WVU went three and out on its next drive and Cincinnati responded by driving to WVU’s 23. But on fourth and 1, Sorsby floated a pass to the flat while in the grasp of a WVU defender. Anthony Wilson plucked that pass from the air and ran it 79 yards for West Virginia’s first touchdown and a 7-7 tie.

That play seemed to spark the Mountaineers, who pulled away to a 24-7 lead helped by short fields courtesy of defensive stops. WVU’s offense needed the help.

The Mountaineer offense never really got going.

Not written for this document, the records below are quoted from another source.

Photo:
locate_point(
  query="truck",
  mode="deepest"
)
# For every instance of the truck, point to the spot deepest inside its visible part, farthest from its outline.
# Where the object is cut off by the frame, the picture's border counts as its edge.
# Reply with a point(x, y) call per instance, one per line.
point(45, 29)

It gained only 248 yards in the game – compared to Cincinnati’s 436. WVU could muster just 92 rushing yards on 28 carries, a 3.3-yard average, and 156 yards passing from quarterback Nicco Marchiol, who completed nine of 15 passes with a touchdown and an interception.

Marchiol was making his second straight start for Garrett Greene, who has been missing since the second half of WVU’s Kansas State loss with a head injury. Greene traveled to Cincinnati and dressed for the game. Brown said he was the emergency quarterback for the game, and a decision on his status for next weekend will be made within the next few days.

Still, Brown was very disappointed in how the offense performed.

“That’s the worst we played in two years,” Brown said. “Just flat. Not good enough. Credit Cincinnati’s defense. They did some good things, but we couldn’t get out of our own way.”

Meanwhile, Sorsby finished with 279 yards on 25-of-36 passing with a touchdown and an interception and Cincinnati running back Corey Kiner led all players with 91 rushing yards and a touchdown. Jahiem White led WVU with 64 rushing yards.

Brown still had plenty to be happy about. The WVU defense came up with several big plays with three turnovers, three sacks, three quarterback pressures and a pass breakup. On special teams, punter Oliver Straw averaged 43.6 yards per punt and put three of his five punts inside Cincinnati’s 20. Preston Fox excelled on both kick and punt returns with a top kick return of 43 yards and a top punt return of 29 yards.

The Mountaineers want a strong December finish like last year’s, where they won three of four games that month. Brown thinks that, if everything can come together at the same time for the team, that could happen.

“We haven’t played a game yet where we’ve had all three phases play well,” he said. “If we can play at a high level in all three phases, we can definitely be one of the better teams in the league.”

WVU’s next chance comes Saturday with a 4 p.m. home contest against Baylor (ESPN2).